With French police unable to control the uprising, Paris deployed thousands of paratroopers in January 1957, who crushed it in months. Yacef was arrested in September and in October the battle of Algiers ended when the French surrounded and blew up a house in the Casbah where militants were hiding. Among those killed was Ali La Pointe, a central figure in the uprising.

The Battle of Algiers may have been lost but news of the army’s brutality and systematic use of torture deepened unease about the occupation in France. “The liberal French intelligentsia became players in the drama, and France’s whole Algerian policy began to be discredited,” says Hugh Roberts, a historian of Algeria and professor at Tufts University.

Yacef had also helped in the effort to bring the plight of the Algerians to international attention by helping to organise a general strike called by the FLN in January 1957. “It proved that when the FLN spoke it had the support of the people,” says William Quandt, author of two books about Algeria.
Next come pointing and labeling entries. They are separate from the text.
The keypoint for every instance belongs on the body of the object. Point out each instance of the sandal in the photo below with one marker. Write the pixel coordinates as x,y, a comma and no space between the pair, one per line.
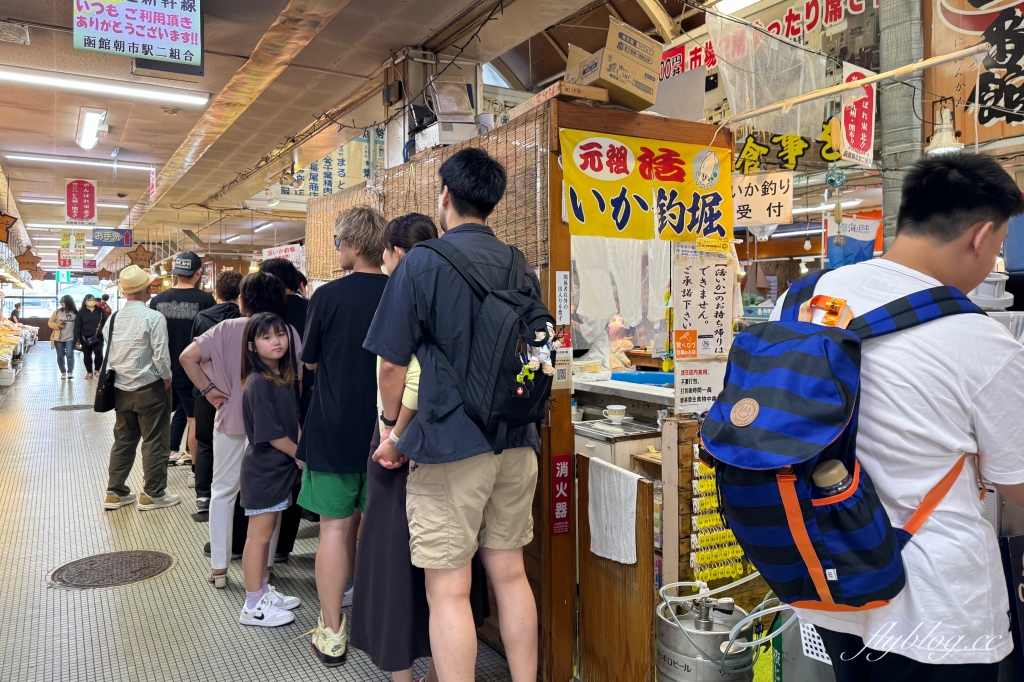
219,580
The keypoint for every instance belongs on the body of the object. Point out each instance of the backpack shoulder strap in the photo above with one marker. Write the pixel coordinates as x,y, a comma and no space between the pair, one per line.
799,293
461,264
918,308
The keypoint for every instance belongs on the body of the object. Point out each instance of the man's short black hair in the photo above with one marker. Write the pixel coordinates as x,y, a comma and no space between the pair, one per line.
946,194
475,182
261,292
284,269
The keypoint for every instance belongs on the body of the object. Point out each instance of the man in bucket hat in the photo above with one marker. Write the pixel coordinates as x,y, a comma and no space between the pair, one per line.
138,355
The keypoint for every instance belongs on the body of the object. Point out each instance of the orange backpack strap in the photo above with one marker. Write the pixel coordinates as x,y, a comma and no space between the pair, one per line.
934,497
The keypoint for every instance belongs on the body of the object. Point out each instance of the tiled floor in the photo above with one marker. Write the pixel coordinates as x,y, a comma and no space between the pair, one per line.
174,627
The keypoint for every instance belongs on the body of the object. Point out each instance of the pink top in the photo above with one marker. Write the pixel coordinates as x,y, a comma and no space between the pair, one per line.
221,348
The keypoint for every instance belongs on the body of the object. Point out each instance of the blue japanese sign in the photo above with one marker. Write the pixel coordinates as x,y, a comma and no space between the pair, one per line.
111,237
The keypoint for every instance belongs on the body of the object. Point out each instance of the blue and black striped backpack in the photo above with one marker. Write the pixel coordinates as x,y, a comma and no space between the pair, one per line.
784,421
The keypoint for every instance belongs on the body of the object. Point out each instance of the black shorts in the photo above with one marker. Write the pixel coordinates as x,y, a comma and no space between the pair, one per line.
183,397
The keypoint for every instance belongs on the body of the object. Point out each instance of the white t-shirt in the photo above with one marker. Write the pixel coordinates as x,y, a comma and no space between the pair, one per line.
928,395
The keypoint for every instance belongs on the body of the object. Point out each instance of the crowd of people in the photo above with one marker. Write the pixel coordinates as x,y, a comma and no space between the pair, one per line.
335,407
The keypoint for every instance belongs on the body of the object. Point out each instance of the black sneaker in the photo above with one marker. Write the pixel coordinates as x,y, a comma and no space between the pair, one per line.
235,556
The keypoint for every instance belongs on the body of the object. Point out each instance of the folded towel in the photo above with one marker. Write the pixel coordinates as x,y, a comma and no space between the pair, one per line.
612,511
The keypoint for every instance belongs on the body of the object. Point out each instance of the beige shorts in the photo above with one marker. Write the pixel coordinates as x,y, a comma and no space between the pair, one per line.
483,501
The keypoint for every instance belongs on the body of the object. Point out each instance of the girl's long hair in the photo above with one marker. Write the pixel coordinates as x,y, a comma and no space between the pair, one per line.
258,325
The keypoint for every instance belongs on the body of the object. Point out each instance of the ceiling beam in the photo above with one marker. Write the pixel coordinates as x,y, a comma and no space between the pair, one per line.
299,23
558,49
664,24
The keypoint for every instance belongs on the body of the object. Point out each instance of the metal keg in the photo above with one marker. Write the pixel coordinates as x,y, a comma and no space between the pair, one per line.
708,624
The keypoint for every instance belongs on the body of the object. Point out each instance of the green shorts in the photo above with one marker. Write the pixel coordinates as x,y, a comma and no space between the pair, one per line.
333,495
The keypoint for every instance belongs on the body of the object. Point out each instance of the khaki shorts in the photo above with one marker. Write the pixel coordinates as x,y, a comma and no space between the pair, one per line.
483,501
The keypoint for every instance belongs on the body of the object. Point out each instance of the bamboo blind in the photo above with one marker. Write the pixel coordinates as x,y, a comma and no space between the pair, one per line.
520,218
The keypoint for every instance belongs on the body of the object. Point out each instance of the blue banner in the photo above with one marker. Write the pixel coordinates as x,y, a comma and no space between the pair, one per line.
111,237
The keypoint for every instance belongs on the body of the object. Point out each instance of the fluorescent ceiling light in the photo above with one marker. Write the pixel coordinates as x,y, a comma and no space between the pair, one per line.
57,225
809,232
103,86
826,207
60,202
732,6
76,161
90,123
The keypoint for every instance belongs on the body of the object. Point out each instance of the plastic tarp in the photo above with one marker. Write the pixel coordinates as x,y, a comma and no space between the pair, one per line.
759,71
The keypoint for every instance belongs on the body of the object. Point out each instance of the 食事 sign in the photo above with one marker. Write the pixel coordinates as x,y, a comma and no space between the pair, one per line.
165,31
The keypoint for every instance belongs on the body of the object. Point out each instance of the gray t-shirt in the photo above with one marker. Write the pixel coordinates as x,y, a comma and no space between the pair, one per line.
269,412
68,317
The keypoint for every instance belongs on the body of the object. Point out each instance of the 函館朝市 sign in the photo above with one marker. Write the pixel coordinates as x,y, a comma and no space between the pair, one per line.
633,187
165,31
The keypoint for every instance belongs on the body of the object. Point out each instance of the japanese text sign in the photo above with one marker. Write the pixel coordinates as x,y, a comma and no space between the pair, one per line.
702,293
112,237
697,384
851,241
631,187
72,245
161,30
80,202
763,199
561,494
857,143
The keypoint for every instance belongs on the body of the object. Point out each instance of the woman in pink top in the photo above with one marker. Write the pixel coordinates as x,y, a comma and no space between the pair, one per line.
213,361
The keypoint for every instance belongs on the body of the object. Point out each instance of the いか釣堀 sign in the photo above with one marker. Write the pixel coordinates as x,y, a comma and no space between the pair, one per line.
633,187
80,202
161,30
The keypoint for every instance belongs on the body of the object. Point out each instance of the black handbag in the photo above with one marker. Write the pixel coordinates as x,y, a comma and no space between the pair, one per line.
104,390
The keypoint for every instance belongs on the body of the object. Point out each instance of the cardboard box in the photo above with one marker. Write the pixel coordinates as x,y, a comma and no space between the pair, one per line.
628,83
560,90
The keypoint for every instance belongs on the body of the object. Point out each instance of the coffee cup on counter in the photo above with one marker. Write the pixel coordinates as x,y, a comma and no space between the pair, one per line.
614,413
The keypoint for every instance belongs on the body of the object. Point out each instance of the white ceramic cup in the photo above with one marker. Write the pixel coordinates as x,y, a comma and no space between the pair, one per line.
614,413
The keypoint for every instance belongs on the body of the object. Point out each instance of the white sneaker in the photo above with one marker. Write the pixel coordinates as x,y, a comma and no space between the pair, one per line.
265,614
146,502
282,600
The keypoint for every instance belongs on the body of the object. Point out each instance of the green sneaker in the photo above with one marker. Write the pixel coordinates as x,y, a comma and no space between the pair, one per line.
115,501
331,647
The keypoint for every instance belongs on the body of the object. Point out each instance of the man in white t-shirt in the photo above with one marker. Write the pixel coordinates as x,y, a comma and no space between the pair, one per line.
928,395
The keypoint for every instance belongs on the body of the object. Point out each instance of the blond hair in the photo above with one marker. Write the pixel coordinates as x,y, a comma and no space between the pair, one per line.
361,227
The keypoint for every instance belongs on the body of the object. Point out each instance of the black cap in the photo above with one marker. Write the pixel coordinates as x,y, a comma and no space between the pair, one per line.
186,263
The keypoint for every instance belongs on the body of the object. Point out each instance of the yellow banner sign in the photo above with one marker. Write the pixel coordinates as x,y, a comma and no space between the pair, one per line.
633,187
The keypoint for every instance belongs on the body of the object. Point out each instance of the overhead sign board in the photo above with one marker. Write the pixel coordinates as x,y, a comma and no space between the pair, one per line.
168,31
80,202
112,237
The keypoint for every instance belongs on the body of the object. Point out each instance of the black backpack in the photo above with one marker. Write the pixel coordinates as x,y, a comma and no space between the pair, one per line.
498,393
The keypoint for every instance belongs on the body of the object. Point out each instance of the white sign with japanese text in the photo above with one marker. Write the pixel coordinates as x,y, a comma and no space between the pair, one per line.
857,142
292,252
702,293
697,384
763,199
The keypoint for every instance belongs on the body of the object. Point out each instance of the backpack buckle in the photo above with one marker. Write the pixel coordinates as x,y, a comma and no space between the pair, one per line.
838,313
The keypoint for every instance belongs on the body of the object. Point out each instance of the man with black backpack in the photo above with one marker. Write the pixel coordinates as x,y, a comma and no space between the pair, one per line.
931,395
472,444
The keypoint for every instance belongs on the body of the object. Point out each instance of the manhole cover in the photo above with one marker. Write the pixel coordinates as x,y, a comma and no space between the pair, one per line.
111,569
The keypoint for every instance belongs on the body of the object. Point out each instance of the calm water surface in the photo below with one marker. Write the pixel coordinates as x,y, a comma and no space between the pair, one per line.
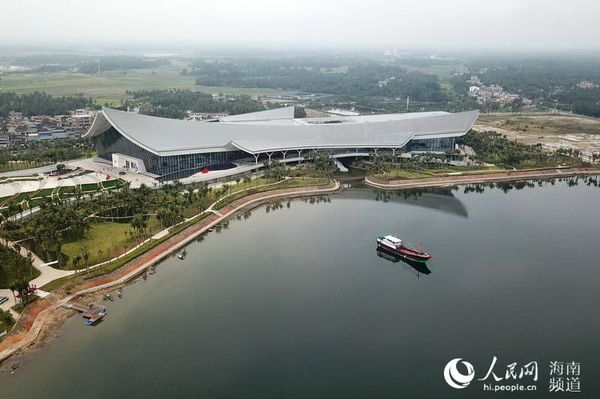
297,303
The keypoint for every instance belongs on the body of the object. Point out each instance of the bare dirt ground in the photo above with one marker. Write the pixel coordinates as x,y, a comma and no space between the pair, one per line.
552,131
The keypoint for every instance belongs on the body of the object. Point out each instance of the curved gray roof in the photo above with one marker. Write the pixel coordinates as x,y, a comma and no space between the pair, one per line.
175,137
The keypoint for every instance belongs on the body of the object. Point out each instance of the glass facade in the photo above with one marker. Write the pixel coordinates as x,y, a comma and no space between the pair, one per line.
438,144
168,167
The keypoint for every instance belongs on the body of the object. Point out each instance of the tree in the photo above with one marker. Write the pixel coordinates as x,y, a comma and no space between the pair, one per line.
85,254
139,224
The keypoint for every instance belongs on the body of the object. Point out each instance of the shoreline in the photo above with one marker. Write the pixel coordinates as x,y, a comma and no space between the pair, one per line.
41,326
449,181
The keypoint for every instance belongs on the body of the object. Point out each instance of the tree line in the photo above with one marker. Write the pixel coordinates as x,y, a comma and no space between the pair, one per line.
39,103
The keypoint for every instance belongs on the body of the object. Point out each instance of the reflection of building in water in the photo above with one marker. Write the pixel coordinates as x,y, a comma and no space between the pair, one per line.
441,199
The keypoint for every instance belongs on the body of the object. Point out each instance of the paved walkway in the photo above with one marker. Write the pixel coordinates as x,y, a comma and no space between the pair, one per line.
144,261
475,179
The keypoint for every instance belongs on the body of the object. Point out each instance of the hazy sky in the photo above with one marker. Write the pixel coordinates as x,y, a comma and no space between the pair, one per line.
438,24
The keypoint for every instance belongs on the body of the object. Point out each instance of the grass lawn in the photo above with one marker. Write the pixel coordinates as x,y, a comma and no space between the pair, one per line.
402,173
105,240
110,87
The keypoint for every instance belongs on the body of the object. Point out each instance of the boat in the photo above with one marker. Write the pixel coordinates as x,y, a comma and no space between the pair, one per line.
419,267
397,246
94,314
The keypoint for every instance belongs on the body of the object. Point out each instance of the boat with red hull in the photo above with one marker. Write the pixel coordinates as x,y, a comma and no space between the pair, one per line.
396,246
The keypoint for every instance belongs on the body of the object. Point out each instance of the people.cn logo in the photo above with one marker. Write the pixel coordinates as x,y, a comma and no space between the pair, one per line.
455,378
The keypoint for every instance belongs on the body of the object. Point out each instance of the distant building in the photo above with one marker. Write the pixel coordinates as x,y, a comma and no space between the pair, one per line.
56,134
15,116
584,84
82,119
4,140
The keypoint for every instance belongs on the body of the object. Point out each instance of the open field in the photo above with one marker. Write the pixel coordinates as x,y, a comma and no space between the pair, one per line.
105,240
110,87
552,131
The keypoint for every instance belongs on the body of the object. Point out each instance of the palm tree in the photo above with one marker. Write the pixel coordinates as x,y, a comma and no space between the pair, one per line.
85,254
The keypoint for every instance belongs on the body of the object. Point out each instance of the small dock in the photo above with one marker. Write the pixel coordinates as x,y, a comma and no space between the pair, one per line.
92,313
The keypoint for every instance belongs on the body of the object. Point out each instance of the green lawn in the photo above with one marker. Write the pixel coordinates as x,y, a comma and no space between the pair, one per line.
104,241
110,87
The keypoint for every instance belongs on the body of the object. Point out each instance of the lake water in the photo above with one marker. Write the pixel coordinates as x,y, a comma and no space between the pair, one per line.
297,303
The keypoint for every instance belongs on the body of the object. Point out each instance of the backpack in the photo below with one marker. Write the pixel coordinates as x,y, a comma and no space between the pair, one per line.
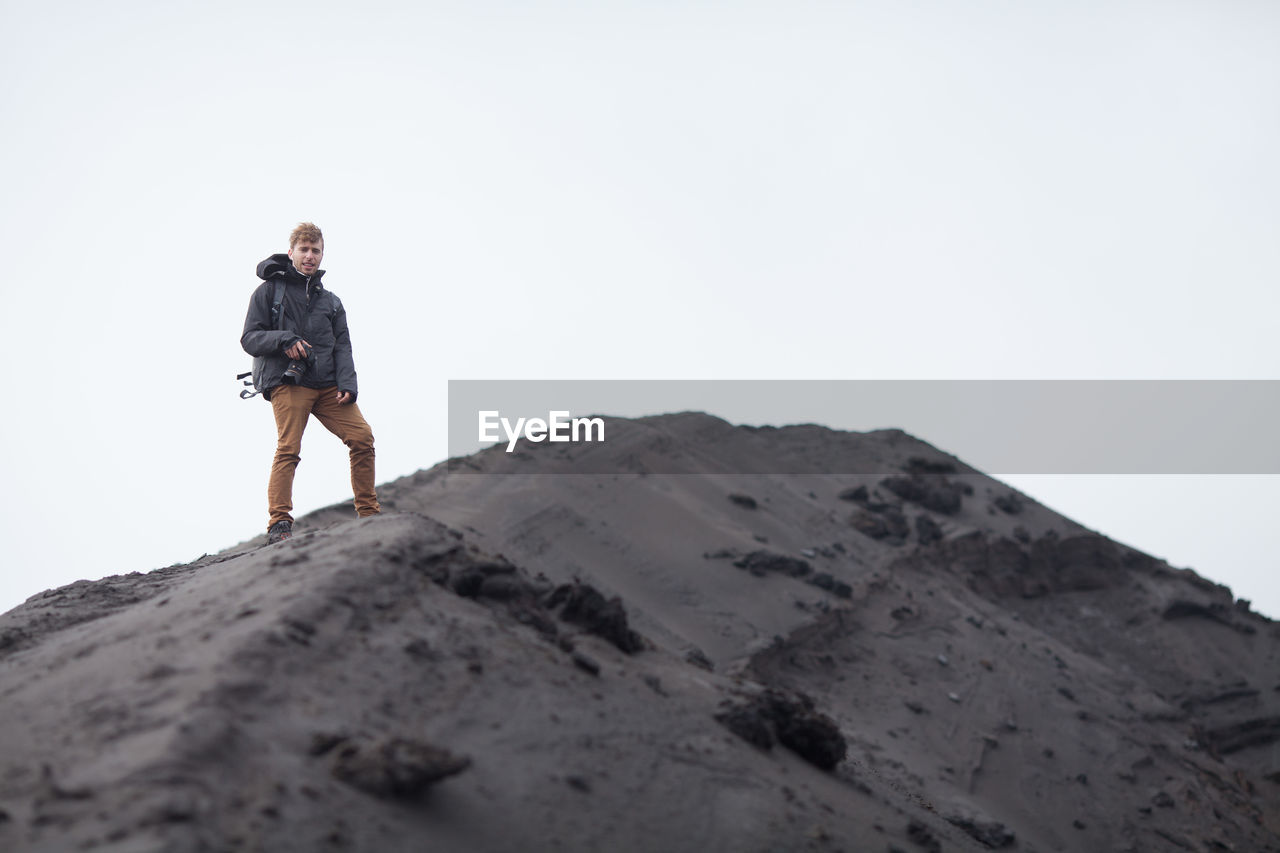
260,361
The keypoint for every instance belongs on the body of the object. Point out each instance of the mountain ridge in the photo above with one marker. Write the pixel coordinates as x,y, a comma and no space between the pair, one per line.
997,675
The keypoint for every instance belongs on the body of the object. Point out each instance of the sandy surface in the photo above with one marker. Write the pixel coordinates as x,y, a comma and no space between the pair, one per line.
662,655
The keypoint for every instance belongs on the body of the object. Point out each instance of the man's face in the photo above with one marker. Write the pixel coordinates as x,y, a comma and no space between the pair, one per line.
306,256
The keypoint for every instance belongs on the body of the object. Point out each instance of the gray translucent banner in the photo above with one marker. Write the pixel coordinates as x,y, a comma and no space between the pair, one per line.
999,427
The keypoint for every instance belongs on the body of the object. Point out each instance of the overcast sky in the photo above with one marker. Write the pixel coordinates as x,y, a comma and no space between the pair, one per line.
616,190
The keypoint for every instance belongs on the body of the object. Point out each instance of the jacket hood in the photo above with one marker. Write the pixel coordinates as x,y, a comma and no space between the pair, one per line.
279,264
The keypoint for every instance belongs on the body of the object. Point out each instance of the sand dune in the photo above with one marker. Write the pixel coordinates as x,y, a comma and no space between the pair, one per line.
640,647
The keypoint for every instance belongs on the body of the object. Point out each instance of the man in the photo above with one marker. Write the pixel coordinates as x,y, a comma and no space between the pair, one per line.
304,366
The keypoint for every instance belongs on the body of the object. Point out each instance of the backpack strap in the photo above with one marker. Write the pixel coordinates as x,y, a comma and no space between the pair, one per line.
277,323
278,304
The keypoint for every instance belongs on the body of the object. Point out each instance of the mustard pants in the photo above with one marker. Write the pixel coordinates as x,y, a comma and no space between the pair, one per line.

After his arrest Yacef was sentenced to death but he was eventually freed after the ceasefire with the French in 1962. Despite recognising his role during the independence struggle, over the years some of his former comrades have questioned whether information he gave the French after his capture may have led to the killing of La Pointe, who is still an iconic hero in Algeria — accusations that Yacef always denied.

“The battle of Algiers contributed a lot by taking the pressure off fighters in the mountains and by bringing armed operations into cities and helping internationalise the struggle,” said Djabi. “Still there have been questions about why he was not executed, but no answers.”

The caption on the photograph at the top of this article has been corrected to indicate that Yacef is second from the left.